Приключения 1990, стр. 88

Не все поверят, что человек в его положении может философствовать. Однако не стоит судить о том, что может, а чего не может быть в такие минуты. Нередко разум работает особенно живо и четко, когда человек потерял и возможность, и даже надежду спастись. Тем более не стоит эти минуты описывать. Здравые мысли сменились диким страхом — страхом зверька, которому враждебен весь мир. Десять минут этого страха не описал бы никто, не буду описывать и я. Они сменились той полной покорностью, о которой тоже не напишешь, ибо она непостижимей ада; быть может, это — последняя тайна, которую скрывает от нас Господь. На самом пределе страха мы обретаем непостижимый покой. Это не надежда ибо надежда — чувство, она романтична и устремлена а будущее. Это не вера, ибо вера исполнена сомнения и вызова. Это не мудрость — разум как будто отключен. Наконец, это не оцепенение горя (как сказали бы глупые нынешние люди). Состояние, о котором я пишу, не отрицательно; оно положительно, как благая весть. Собственно, мы можем назвать его благой вестью — словно существует некое высшее равновесие, о котором нам знать не положено, чтобы мы не стали равнодушны к добру и злу; и знание это открывают нам на мгновенье, как последнюю помощь, когда никакой другой помощи быть не может.

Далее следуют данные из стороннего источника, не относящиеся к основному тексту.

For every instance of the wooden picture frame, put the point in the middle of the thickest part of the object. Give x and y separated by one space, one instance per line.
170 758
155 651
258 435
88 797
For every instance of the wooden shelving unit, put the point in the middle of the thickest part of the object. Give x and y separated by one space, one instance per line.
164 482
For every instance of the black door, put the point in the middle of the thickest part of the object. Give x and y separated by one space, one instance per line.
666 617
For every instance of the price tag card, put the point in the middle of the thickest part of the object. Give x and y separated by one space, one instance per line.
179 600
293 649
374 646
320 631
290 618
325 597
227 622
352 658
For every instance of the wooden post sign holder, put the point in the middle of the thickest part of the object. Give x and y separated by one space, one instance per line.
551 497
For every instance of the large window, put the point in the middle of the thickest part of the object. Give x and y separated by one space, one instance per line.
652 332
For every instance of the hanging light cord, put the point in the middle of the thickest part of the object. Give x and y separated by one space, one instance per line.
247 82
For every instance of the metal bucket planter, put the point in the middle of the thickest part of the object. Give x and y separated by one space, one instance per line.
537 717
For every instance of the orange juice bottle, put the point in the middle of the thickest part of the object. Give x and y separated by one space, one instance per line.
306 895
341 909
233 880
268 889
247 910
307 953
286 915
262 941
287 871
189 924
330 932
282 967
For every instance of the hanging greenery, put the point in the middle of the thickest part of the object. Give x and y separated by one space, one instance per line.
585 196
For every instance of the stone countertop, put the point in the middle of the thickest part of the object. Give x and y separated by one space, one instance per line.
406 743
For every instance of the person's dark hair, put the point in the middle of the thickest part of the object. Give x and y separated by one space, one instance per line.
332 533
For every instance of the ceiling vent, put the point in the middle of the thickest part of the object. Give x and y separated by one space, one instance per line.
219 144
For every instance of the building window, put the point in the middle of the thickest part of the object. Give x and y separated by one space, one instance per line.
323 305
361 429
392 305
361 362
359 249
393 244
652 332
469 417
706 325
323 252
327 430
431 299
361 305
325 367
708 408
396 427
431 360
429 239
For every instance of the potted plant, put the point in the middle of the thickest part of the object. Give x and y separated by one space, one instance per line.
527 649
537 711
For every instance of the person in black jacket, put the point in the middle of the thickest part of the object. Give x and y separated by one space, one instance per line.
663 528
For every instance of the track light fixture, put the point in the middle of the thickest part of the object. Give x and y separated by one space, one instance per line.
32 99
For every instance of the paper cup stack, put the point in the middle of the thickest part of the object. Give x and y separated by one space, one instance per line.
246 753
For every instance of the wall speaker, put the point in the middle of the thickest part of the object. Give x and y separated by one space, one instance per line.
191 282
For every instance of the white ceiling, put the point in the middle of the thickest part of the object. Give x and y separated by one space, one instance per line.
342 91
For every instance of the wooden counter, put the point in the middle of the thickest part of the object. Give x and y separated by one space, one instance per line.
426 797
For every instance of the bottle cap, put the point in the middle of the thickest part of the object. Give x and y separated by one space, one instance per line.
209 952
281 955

Отец Михаил не сумел бы поведать об удивительном спокойствии, сошедшем на него; но он с небывалой ясностью понял, что крест  е с т ь  и купол  е с т ь — что они преисполнены бытия — и что он спускается по ним, и что ему безразлично, разобьется он или нет. Состояние это длилось достаточно, чтобы он начал свой безумный спуск; но страх шесть раз накатывал на него, прежде чем он достиг верхней галереи. Он ощущал, как ощущает пьяный, что у него — два сознания: одно, спокойное до бесконечности, приносит пользу, другое — перепуганное насмерть — не приносит ничего. Достигнув галереи, он удивился — ему казалось, что придется ползти лицом к шару до самого низа — и, хотя до земли было далеко, словно он упал на луну с солнца, он с удовольствием потоптался, разминая ноги. И тут душу его пронзила молния: человек, обычный человек, украшенный множеством пуговиц, стоял на его пути. Отец Михаил не думал о том, почему он здесь; радость и любовь переполнили его сердце. Он хотел бы постигать бесценные оттенки его чувств, и чувств его тетки, и чувств его тещи. Минуту назад он умирал в одиночестве. Теперь он жил в том же самом мире, что этот дивный человек. На верхней галерее, огибающей купол собора, отец Михаил обрел самого лучшего из людей, самого благородного и достойного любви, того, кто чище святых, величественнее героев, — он обрел Пятницу.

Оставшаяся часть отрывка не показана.